Orales semaglutide senkt Herzinsuffizienzrisiko bei Typ-2-Diabetes
In einer internationalen, randomisierten Studie mit fast 9.650 Erwachsenen mit Typ-2-Diabetes und kardiovaskulärer Erkrankung oder chronischer Nierenerkrankung senkte orales semaglutide bei Personen mit bestehender Herzinsuffizienz das Risiko schwerwiegender Herzinsuffizienz-Ereignisse um etwa 22%. Besonders deutlich war der Nutzen bei Herzinsuffizienz mit erhaltener Ejektionsfraktion (HFpEF).
Eine internationale klinische Studie hat ergeben, dass eine orale Form von semaglutide, einem weit verbreiteten Diabetesmedikament, das Risiko schwerwiegender Herzinsuffizienz-Ereignisse bei Menschen mit Typ-2-Diabetes, die bereits an Herzinsuffizienz litten, senkte. Die in JAMA Internal Medicine veröffentlichten Ergebnisse stammen aus einer großen randomisierten Studie mit fast 9.650 Erwachsenen, die sowohl Typ-2-Diabetes als auch entweder eine kardiovaskuläre Erkrankung oder eine chronische Nierenerkrankung hatten.
Im Rahmen der Semaglutide Cardiovascular Outcomes, kurz SOUL, Trial wurden die Teilnehmenden fast vier Jahre lang nachverfolgt. Bei den Ergebnissen handelt es sich um eine Sekundäranalyse dieser Daten. Unter den Personen mit einer Vorgeschichte von Herzinsuffizienz hatten Studienteilnehmende, die orales semaglutide einnahmen, im Vergleich zu Placebo mit etwa 22% geringerer Wahrscheinlichkeit einen kombinierten Endpunkt aus Hospitalisierung wegen Herzinsuffizienz, einem dringlichen Arzt-/Notfallbesuch aufgrund von Herzinsuffizienz oder kardiovaskulärem Tod.
Der Nutzen war besonders ausgeprägt bei Teilnehmenden mit Herzinsuffizienz mit erhaltener Ejektionsfraktion, oder HFpEF, einer häufigen und schwer zu behandelnden Form der Herzinsuffizienz. Bei Teilnehmenden ohne frühere Herzinsuffizienz in der Anamnese verringerte das Medikament Herzinsuffizienz-Ereignisse nicht signifikant.

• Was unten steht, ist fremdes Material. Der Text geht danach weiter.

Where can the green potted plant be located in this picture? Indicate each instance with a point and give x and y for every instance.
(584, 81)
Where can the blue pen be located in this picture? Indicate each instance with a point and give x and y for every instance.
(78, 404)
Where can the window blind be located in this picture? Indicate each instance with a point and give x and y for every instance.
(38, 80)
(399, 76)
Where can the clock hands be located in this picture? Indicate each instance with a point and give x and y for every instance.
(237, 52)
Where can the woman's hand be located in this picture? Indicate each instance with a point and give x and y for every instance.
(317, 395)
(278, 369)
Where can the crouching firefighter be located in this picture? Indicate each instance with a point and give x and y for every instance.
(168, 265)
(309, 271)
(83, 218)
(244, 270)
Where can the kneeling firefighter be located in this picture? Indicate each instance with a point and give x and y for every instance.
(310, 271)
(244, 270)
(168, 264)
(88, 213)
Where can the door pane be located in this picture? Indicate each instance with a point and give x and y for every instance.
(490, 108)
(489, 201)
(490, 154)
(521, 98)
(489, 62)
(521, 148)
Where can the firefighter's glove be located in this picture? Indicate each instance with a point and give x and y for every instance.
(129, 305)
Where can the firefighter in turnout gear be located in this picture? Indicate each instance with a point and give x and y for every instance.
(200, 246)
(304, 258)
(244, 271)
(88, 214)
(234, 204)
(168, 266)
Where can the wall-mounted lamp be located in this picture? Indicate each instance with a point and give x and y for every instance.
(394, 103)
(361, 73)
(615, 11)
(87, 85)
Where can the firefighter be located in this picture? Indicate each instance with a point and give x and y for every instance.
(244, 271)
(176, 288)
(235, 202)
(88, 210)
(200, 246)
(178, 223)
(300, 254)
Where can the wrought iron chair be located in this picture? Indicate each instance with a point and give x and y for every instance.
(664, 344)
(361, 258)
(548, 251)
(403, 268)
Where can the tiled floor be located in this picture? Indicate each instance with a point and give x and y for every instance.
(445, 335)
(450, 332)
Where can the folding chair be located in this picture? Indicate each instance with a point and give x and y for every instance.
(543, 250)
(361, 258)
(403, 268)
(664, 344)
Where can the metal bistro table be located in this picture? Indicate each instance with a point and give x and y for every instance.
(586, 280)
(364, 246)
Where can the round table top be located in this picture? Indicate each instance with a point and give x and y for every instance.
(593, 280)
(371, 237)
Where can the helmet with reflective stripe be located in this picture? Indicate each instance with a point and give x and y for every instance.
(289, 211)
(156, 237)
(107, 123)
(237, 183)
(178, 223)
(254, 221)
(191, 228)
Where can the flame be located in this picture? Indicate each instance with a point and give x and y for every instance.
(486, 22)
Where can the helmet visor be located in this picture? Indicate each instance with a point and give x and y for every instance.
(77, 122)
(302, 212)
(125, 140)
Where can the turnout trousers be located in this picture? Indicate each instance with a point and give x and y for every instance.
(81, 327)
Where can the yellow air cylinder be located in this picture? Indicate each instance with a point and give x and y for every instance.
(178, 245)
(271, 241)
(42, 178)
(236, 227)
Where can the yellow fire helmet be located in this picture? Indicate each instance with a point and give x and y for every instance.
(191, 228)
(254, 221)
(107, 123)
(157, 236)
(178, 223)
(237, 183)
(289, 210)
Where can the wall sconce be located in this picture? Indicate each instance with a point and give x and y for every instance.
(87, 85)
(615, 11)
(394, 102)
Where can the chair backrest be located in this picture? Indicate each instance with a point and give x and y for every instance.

Herzinsuffizienz ist eine der führenden Ursachen für Hospitalisierung und Tod bei Menschen mit Typ-2-Diabetes. Während mehrere Diabetesmedikamente nachweislich Herzinfarkte und Schlaganfälle reduzieren, konnten weniger Präparate klare Vorteile bei Herzinsuffizienz zeigen — insbesondere bei Patientinnen und Patienten, die die Erkrankung bereits haben. Semaglutides sind GLP-1-Rezeptoragonisten, und werden mitunter auch als Medikamente zur Gewichtsabnahme eingesetzt.
Die Ergebnisse dokumentierten, dass orales semaglutide nicht nur wirksam darin war, weitere herzinsuffizienzbezogene Ereignisse zu reduzieren, sondern bei Menschen mit Diabetes und Herzinsuffizienz auch eine sichere Option darstellte und damit zuvor geäußerte potenzielle Sicherheitsbedenken widerlegte. Die Wirksamkeit einer einmal täglich einzunehmenden oralen Formulierung ist wichtig, da sie eine einfachere therapeutische Option für Personen bietet, die möglicherweise gebrechlicher sind oder nicht in der Lage sind, Injektionen durchzuführen.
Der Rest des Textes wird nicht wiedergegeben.